There are 16 songs and three bonus tracks of tightly wound rhymes and sinewy beats on J. Cole’s debut album, “Cole World: The Sideline Story,” but the 26-year-old rapper says that the true nature of the album lies in the material that didn’t make the final cut.
“To me [the album] represents all the songs that actually aren’t even on this album, whether it be mixtape stuff [or] stuff I’m saving for the next album,” Jermaine “J.” Cole says two weeks before Cole World hits shelves Sept. 27 through Roc Nation/Columbia.
Even the album’s first song, “Dolla and a Dream III,” he says, is proof that his back story is just as important as Sideline Story. “Just to be able to start the album with the third [song] in a series does a lot, because it’s an instant connection with the fans who have been there for a while,” Cole says of the track, which builds on songs that had appeared on his earlier mixtapes, The Come Up and The Warm Up. “And [it prompts] the new people to go back and do their homework.”
Those arriving late to the J. Cole train have a lot to catch up on. Since releasing The Come Up and signing with Sony/Jive in 2007, Cole has released a collection of acclaimed mixtapes; made the shift to Roc Nation in 2009, after Jay-Z heard The Warm Up’s “Lights Please”; appeared on Jay-Z‘s chart-topping 2009 album, The Blueprint 3; played arenas in support of Rihanna; and received coaching (and a guest verse) from Roc Nation label head Jay-Z.

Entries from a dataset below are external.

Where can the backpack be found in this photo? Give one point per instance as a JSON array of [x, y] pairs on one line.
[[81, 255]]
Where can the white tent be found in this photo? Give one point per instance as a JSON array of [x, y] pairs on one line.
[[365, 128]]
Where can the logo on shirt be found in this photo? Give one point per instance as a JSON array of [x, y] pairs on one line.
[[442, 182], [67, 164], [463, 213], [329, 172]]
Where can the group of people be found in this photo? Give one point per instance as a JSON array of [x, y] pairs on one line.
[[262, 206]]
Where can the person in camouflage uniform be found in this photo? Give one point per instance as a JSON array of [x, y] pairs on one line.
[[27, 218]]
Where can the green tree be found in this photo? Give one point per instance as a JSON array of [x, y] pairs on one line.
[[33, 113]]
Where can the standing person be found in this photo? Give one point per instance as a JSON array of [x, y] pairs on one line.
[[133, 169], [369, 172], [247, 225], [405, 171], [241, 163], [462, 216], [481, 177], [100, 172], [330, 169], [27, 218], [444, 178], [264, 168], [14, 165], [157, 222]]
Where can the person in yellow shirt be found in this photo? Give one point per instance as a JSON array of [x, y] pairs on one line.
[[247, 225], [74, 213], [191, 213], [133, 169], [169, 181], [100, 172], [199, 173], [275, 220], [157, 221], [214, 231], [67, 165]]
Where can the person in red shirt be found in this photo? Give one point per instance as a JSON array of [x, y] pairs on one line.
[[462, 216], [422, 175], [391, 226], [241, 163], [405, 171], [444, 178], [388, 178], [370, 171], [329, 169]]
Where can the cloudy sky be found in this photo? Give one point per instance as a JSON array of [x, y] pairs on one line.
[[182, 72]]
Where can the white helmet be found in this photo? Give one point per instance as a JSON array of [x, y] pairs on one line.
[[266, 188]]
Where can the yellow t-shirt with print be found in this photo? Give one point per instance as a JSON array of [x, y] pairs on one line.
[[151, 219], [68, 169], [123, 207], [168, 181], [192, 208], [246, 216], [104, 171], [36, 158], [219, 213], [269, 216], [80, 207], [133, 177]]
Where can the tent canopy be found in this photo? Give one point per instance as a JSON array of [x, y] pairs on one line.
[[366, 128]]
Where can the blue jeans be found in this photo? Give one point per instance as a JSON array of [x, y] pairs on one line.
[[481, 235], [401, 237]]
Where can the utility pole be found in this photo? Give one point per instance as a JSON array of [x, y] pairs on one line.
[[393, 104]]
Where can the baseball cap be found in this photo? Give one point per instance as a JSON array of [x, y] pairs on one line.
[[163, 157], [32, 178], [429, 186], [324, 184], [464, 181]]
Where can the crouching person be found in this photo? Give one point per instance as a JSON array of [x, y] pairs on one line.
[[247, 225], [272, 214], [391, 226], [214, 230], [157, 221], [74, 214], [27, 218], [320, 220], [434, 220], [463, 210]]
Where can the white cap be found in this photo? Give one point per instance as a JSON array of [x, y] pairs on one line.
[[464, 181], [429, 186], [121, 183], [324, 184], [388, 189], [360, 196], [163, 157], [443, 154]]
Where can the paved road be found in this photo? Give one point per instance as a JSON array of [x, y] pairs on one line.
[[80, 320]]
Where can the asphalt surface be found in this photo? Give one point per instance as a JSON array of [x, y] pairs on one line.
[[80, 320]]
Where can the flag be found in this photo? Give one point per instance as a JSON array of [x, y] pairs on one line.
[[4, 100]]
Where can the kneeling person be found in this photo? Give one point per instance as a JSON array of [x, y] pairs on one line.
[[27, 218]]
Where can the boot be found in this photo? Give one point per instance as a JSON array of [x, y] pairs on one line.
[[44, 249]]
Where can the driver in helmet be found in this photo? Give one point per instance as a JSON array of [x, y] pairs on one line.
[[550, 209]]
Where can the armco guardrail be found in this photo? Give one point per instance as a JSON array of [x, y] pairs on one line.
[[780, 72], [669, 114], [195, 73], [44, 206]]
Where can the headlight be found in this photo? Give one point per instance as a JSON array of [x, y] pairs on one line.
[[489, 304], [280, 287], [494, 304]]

He’s also produced the bulk of his own music, including many songs on his mixtapes and 13 of his album’s 16 tracks, including the single “Work Out,” which came out in June and has sold 118,000 copies, according to Nielsen SoundScan. “Work Out” will appear on Cole World as a bonus track.
“The value in him is not just with the pen and the pad, but [that] he’s creating these records and concepts from scratch,” says Bystorm Entertainment president Wayne Barrow, who manages Cole.

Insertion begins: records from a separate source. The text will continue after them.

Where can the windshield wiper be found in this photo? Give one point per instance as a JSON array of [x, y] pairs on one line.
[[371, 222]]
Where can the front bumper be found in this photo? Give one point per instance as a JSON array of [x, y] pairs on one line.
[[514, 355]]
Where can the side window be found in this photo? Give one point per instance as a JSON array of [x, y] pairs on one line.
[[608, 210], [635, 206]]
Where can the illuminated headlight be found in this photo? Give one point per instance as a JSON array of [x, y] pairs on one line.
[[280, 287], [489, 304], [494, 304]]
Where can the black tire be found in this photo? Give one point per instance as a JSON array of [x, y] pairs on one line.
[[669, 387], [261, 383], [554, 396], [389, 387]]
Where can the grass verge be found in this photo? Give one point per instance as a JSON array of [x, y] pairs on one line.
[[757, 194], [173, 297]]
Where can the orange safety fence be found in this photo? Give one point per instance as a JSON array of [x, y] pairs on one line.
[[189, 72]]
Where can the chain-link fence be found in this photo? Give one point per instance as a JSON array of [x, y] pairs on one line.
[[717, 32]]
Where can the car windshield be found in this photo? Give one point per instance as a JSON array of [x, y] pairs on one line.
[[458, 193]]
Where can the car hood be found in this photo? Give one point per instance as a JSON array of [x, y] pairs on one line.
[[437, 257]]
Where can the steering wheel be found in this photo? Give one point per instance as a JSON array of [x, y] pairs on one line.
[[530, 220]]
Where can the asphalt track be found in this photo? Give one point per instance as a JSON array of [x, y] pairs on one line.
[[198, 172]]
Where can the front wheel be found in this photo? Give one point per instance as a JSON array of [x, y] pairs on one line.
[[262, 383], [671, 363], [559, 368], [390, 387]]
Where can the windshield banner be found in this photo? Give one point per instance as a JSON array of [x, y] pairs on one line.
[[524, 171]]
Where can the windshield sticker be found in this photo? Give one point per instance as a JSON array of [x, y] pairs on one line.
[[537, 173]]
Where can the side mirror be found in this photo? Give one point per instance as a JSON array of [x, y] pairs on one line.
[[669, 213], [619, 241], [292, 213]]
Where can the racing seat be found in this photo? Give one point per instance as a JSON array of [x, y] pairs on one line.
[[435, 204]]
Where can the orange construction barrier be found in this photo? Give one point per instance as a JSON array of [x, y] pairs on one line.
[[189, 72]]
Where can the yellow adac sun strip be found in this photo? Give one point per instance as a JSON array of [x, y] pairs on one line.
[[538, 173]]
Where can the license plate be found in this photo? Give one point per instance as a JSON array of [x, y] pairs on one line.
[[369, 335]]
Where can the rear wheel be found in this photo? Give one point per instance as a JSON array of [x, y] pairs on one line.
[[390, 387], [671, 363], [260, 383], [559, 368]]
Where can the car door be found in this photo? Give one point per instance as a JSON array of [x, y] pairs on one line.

Cole World has been a long time coming. The single “Who Dat?” and its video were released in the summer of 2010. The song, which Cole co-produced, peaked at No. 32 on Billboard’s Hot R&B/Hip-Hop Songs chart, but recording for Cole World continued. In the meantime, Cole made several guest appearances including one on Miguel’s “All I Want Is You,” which rose to No. 7 on the same chart, and Cole performed live, spending the spring and fall of 2010 on U.S. college tours.
For Cole, the hardest part of transitioning from 20-track mixtapes to a proper full-length was arriving with a cohesive statement. He credits the tone of Cole World-which features reflective tracks like “Breakdown” as well as uptempo fare like the Brian Kidd-produced “Can’t Get Enough,” featuring Trey Songz-to RCA Music Group president of urban music and Bystorm CEO Mark Pitts and Jay-Z, who served as mentors and spent hours with the rapper cutting down the track list.
“A lot of things [Jay-Z] said, I was like, ‘Are you sure?’ And then, of course, it made sense,” Cole says. “When I did my mixtapes, I knew there were songs on there that I’d be like, ‘Ah, I’ll probably skip this one.’ On this one, I literally press play and the whole album will flow.”
One of Cole World’s flashiest tracks is “Mr. Nice Watch,” an electro-tinged banger featuring Jay-Z that Cole says came together in the last week of recording. It leaked online on Sept. 14, and within hours “Mr. Nice Watch” was trending on Twitter.
Barrow says that “Mr. Nice Watch” will “wholeheartedly” be released as a single, although a Roc Nation representative, who asked to remain anonymous, says the track wasn’t designed to bait Jay-Z fans into noticing Cole. “Obviously with Jay on the record, it’s something that gets more eyeballs,” the rep says. “But Jay wants J. Cole to be J. Cole, and not ‘Jay-Z’s artist.'”
Before Cole had a chance to establish himself at retail, Rihanna approached him to join her Loud arena tour, which kicked off in June and also featured Cee Lo Green. Cole spent the months leading up to Cole World’s release as support on the pop music trek, which Barrow says gave him an opportunity “to showcase his talent in front of folks that didn’t know anything about him.” In between dates, Cole played a prime slot at Bonnaroo, where a packed crowd rapped along to mixtape cuts like “Blow Up” and “Before I’m Gone.”
On Sept. 14, the rapper appeared on MTV2’s “Sucker Free Road to Release,” which documented the making of Cole World and offered fans exclusive video footage. On the same day, Cole debuted the music clip for “Can’t Get Enough,” which was shot in Barbados and features a cameo by Rihanna. Following the album release, Cole will perform at scattered U.S. shows before heading to Europe for a fall headlining tour.
And other partnerships are in the works. “A number of brands have approached him to be front and center for their campaigns,” the Roc Nation rep says.
In the meantime, Cole is staying happy and humble. “When I think of this, I think of all the things that I’ve done, and all the things that I’ve been through,” he says. “To get to this point is a dream come true.”